Suddenly, the earth around them shuddered as a gargantuan form tried to wrestle itself into an entrance that was too small to fit it. The door – or what sorry excuse they had for a door – had caved in instantly under the sheer weight of the invading aberration. He froze. (It's always an odd feeling when predator becomes prey.)
Snapping out of his trance, he skittered towards the portal and heaved his long, lithe body into the ring tail-first. He had to make sure he knocked it off the table before they got to him, or he'd never be safe. He felt a sense of power with the light of the portal illuminating his purple body; his stripes; his shining gold spines; his macabre, reptilian head with its blank white eyes and mass of pointed teeth. But he had to ignore those thoughts and get out of there, quickly. No member of his species could take down one Tyrant alone, let alone a whole pack of them who were given the singular goal of ending his life...
...But he
could
put up a little bit of a fight before he fled. The craftsman gathered his remaining static charge to form a ball of pure energy in the front of his mouth. He could hear the monster trashing the bedroom, and he shuddered violently in fear.
No.
Breathe.
If you don’t put up at least a little bit of a fight, the rebellion will brand you a coward, if you ever see them again.
He resisted the urge to pull his head back and leave the planet for a little longer, and focussed on pouring as much of his body’s energy as he could into the ball.

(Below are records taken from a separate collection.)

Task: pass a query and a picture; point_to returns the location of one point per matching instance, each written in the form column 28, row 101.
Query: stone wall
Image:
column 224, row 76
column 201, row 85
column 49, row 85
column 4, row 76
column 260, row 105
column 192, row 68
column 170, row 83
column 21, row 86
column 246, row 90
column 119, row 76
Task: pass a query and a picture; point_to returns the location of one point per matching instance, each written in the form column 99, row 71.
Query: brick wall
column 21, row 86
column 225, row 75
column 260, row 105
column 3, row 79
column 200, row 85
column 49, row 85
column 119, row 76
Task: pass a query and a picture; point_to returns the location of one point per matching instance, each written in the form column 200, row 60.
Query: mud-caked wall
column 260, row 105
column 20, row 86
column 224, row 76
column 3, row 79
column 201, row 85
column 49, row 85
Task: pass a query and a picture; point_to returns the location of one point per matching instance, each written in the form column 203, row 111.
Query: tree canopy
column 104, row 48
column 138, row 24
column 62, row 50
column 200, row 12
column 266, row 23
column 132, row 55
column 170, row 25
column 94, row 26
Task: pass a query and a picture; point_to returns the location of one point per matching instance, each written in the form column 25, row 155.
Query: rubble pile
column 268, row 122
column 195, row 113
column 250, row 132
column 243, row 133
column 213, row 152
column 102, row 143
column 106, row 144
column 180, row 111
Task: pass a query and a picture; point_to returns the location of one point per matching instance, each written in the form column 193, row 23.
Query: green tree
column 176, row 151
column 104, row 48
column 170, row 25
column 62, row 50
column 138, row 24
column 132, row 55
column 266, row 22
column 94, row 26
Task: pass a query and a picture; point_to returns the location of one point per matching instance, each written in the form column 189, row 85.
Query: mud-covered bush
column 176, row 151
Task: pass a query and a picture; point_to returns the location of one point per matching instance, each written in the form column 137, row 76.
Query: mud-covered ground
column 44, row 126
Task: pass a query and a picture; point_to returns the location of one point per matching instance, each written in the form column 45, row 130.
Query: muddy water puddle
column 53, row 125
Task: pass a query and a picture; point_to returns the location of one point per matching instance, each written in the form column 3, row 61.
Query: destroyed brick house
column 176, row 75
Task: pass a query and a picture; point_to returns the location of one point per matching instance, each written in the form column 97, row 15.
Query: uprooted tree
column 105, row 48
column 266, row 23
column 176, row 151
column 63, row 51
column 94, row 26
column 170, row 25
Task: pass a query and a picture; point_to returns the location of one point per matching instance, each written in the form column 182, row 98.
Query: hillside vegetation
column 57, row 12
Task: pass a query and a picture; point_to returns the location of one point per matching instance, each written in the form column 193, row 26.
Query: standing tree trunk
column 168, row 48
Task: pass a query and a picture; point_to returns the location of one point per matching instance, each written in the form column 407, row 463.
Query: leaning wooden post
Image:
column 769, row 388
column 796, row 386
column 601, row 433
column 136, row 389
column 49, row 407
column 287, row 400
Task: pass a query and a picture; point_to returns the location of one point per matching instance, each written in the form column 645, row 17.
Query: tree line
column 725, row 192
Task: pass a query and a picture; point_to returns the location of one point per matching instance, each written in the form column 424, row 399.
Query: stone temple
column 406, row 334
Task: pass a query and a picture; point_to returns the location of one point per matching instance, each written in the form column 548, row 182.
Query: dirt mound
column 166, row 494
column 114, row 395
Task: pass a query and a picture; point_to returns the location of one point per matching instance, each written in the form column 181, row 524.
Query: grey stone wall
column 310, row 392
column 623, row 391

Seconds later, the first of the Tyrants effortlessly blasted out the tunnel between the workshop and the bedroom. It lowered its grotesque head into the workshop and snarled at the craftsman, entirely unfazed by the brightness of the contraption that only his head and hands were poking out from. The fiend opened its cavernous jaw wide to launch a long, sticky tongue at the portal, but at the last moment the craftsman let go of his energy ball and filled the chamber with lightning. The intruder shrieked as the smaller reptilian snapped his head into the portal mere milliseconds before it fell on the floor and exploded violently; killing the closest Tyrant instantly, blinding a second, and exposing the decimated burrow to the soft light of the moons.